Abstract
A strong body of evidence exists relating to inequality in general healthcare experience and outcomes for children and young people with learning disabilities and/or who are autistic compared to those without. Healthcare practitioners describe feeling less capable and confident to deliver care to children with learning disabilities, as well as having less capacity. However, there is little research specifically in cancer care that explores access and acceptability of provision for children with learning disabilities and/or those who are autistic. This is despite some cancers being more prevalent in syndromes associated with learning disabilities, for example Down's Syndrome. We aim to explore the needs and experiences of children with/without learning disabilities and/or who are autistic and their families receiving cancer care. This inclusive study will provide evidence of whether, and what, inequity exists, for whom and why, generating evidence of what issues affect all children and young people receiving cancer care and what are particular to those with learning disabilities and/or who are autistic.
We will use a transformative mixed methods design, comprising an individual staff and organisational level survey, retrospective case note review, ethnographic observations of clinical care, family and staff interviews, and participatory workshops. The ethnographer will follow and observe individual children and their families.

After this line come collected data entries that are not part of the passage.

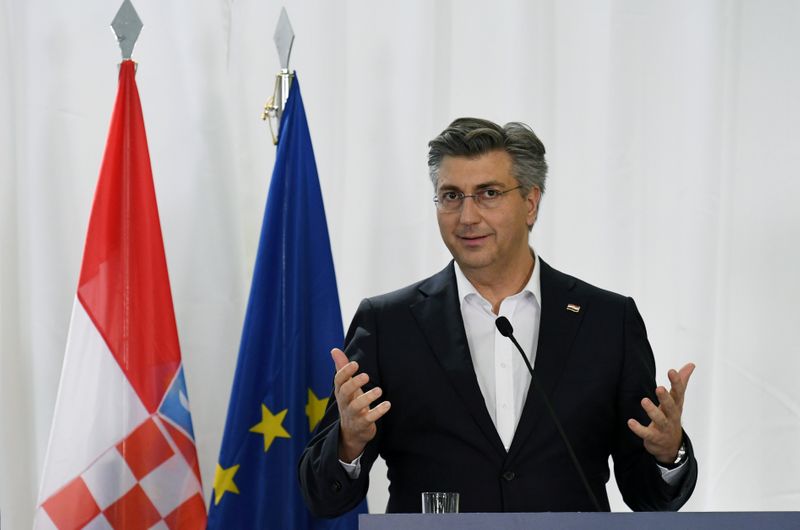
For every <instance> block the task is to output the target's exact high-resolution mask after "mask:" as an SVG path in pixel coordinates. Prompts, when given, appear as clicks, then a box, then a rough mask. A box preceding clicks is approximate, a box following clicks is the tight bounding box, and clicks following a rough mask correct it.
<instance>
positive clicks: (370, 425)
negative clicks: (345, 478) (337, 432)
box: [331, 348, 391, 462]
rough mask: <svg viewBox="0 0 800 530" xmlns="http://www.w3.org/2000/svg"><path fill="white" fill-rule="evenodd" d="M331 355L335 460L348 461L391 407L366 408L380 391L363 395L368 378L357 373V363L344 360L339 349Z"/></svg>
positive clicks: (354, 456)
mask: <svg viewBox="0 0 800 530" xmlns="http://www.w3.org/2000/svg"><path fill="white" fill-rule="evenodd" d="M331 356H332V357H333V362H334V364H335V365H336V376H335V377H334V378H333V389H334V390H333V391H334V395H335V396H336V404H337V406H338V407H339V421H340V426H339V458H340V459H341V460H342V461H344V462H352V461H353V460H355V458H356V457H357V456H358V455H360V454H361V453H362V452H363V451H364V447H366V445H367V443H368V442H369V441H370V440H372V439H373V438H375V434H377V432H378V428H377V427H376V425H375V422H376V421H377V420H378V419H379V418H380V417H381V416H383V415H384V414H386V412H387V411H388V410H389V407H391V404H390V403H389V402H388V401H383V402H382V403H379V404H378V405H376V406H375V407H374V408H370V405H372V403H373V402H374V401H375V400H376V399H378V398H379V397H381V394H383V390H381V389H380V387H375V388H373V389H372V390H370V391H368V392H364V391H363V390H361V387H363V386H364V385H365V384H367V382H369V375H367V374H364V373H361V374H358V373H357V372H358V363H357V362H355V361H352V362H350V361H348V359H347V356H346V355H345V354H344V352H343V351H342V350H340V349H339V348H334V349H333V350H331Z"/></svg>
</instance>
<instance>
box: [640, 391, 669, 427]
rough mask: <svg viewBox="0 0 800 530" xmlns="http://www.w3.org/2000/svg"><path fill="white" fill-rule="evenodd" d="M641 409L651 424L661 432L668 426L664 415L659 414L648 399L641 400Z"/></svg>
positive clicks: (649, 399)
mask: <svg viewBox="0 0 800 530" xmlns="http://www.w3.org/2000/svg"><path fill="white" fill-rule="evenodd" d="M642 408H643V409H644V411H645V412H646V413H647V415H648V416H649V417H650V419H651V420H653V423H654V424H655V425H656V427H658V428H659V429H662V430H663V429H666V428H667V427H668V426H669V421H667V418H666V416H664V413H663V412H661V411H660V410H659V409H658V407H656V406H655V404H653V402H652V401H650V398H644V399H642Z"/></svg>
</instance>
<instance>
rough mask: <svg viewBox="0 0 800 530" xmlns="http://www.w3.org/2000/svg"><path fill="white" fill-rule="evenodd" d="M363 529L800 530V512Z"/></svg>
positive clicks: (508, 514) (405, 526) (454, 515)
mask: <svg viewBox="0 0 800 530" xmlns="http://www.w3.org/2000/svg"><path fill="white" fill-rule="evenodd" d="M358 528H359V529H360V530H404V529H408V530H440V529H444V530H449V529H453V530H455V529H459V530H473V529H474V530H478V529H481V530H482V529H485V528H490V529H495V528H496V529H500V528H502V529H504V530H505V529H508V530H518V529H519V530H522V529H525V530H530V529H537V528H543V529H547V530H583V529H585V528H592V529H600V530H603V529H608V530H611V529H614V530H662V529H665V530H666V529H670V530H671V529H674V528H680V529H687V530H712V529H713V530H719V529H724V530H745V529H748V530H749V529H752V528H755V529H758V530H773V529H780V530H783V529H787V530H788V529H797V530H800V512H685V513H682V512H674V513H673V512H643V513H460V514H442V515H428V514H426V515H423V514H419V513H414V514H386V515H367V514H362V515H360V516H359V517H358Z"/></svg>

We will use a 'toolbox' of creative participatory methods, including providing a co-designed research data collection journal to support elicitation of the child's perspective. Data will be analysed using thematic analysis. The study will run from January 2025 to January 2026. The project is registered on ClinicalTrials.gov (Identifier: NCT06481527). Health Research Authority approval has been granted (REC Reference no. 24/LO/0410 | IRAS Project ID: 335623).
The mixed methods approach using survey and qualitative design will support a broad scope and in-depth understanding of the barriers and facilitators to inform equitable cancer care delivery for children with and without learning disabilities and/or who are autistic. Potential limitations are acknowledged. For example, resource constraints mean that the focus of the ethnography work package is within two hospital sites, which may limit broader comparisons and thematic development. Dissemination of findings will include papers specific to each work package. Recommendations for clinical practice will be developed, including staff training, healthcare planning and innovative solutions for improving the cancer care experience. These outputs will directly inform quality improvement from a local to national and international context in cancer care around children and young people with learning disabilities and/or who are autistic.